Pour comprendre la démarche de ce couple, retour en arrière. Installés en 1997 dans le Ternois, Béatrice et Éric Casiez produisent alors 337 000 litres de lait sur 27 hectares. Au fil des années, le couple saisit des occasions et agrandit l’exploitation. L’élevage compte à ce jour une centaine de vaches laitières qui leur procure 1,1 million de litres de lait chaque année. « Nous avons deux robots, explique l’éleveur. Et notre stabulation est en caillebotis intégral. » Environ 55 hectares sont cultivés, dont 40 hectares en surfaces fourragères.
« En une vingtaine d’années, nous avons fait évoluer notre élevage vers un système de plus en plus intensif », constate l’éleveur. C’est ce qui a poussé le couple à revoir sa copie. “Nous réfléchissions depuis longtemps à passer vers un élevage plus extensif, ajoute Éric Casiez. Notre réflexion a abouti sur une conversion en bio. Mais il aurait pu nous mener vers un autre système.”
« À coté de cela, en production végétale, je tends à me passer des produits phyto, ajoute-t-il. D’ailleurs, je désherbe mécaniquement mes maïs depuis dix ans. » Pour cela, Béatrice et Éric Casiez ont investi, avec un voisin, il y a plusieurs années, dans une bineuse. Ils s’appuient également sur le matériel dédié au bio de la Cuma dont ils font partie. Pour les amendements d’engrais, c’est un peu la même chanson : le lisier des vaches suffit, pas besoin d’azote minéral. Pour la conversion au bio de la production végétale, au niveau technique, Éric Casiez ne se fait pas de bile.
Ce qui empêchait ces deux agriculteurs de passer le pas, c’étaient les robots, l’aménagement de la stabulation et la localisation des prairies. « Dans notre cas, les robots se trouvent à l’opposé de la sortie vers les prairies, déclare Éric Casiez. C’est donc assez compliqué de faire sortir les vaches. De plus, les caillebotis ne sont pas autorisés en bio au-delà de 50 % de la surface. »

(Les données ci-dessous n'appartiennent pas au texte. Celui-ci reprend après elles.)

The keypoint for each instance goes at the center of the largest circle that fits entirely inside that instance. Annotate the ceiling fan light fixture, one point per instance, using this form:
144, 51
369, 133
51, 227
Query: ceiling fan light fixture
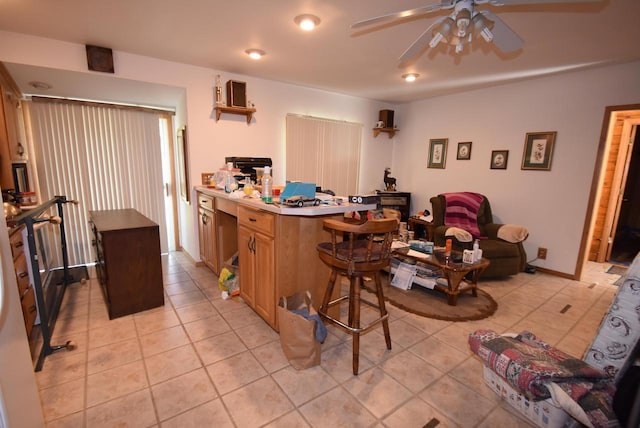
307, 21
442, 31
255, 53
463, 19
410, 77
43, 86
482, 27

Qu’importe, le projet du bio trotte dans la tête de ces deux agriculteurs depuis bien trop longtemps. Il y a cinq ans, Éric Casiez, qui fait partie du groupement technique et économique de son Geda, accompagné d’un conseiller de Bio en Hauts-de-France, a fait ses calculs. « En réduisant ma production de lait et en favorisant le pâturage, je me suis rendu compte que mon EBE ne changerait pas, s’exclame l’éleveur. Il y a un an, nous avons refait nos calculs et la superficie en caillebotis de la stabulation correspondait aux normes du cahier des charges. Nous avons donc décidé de nous lancer dans l’élaboration de notre projet. »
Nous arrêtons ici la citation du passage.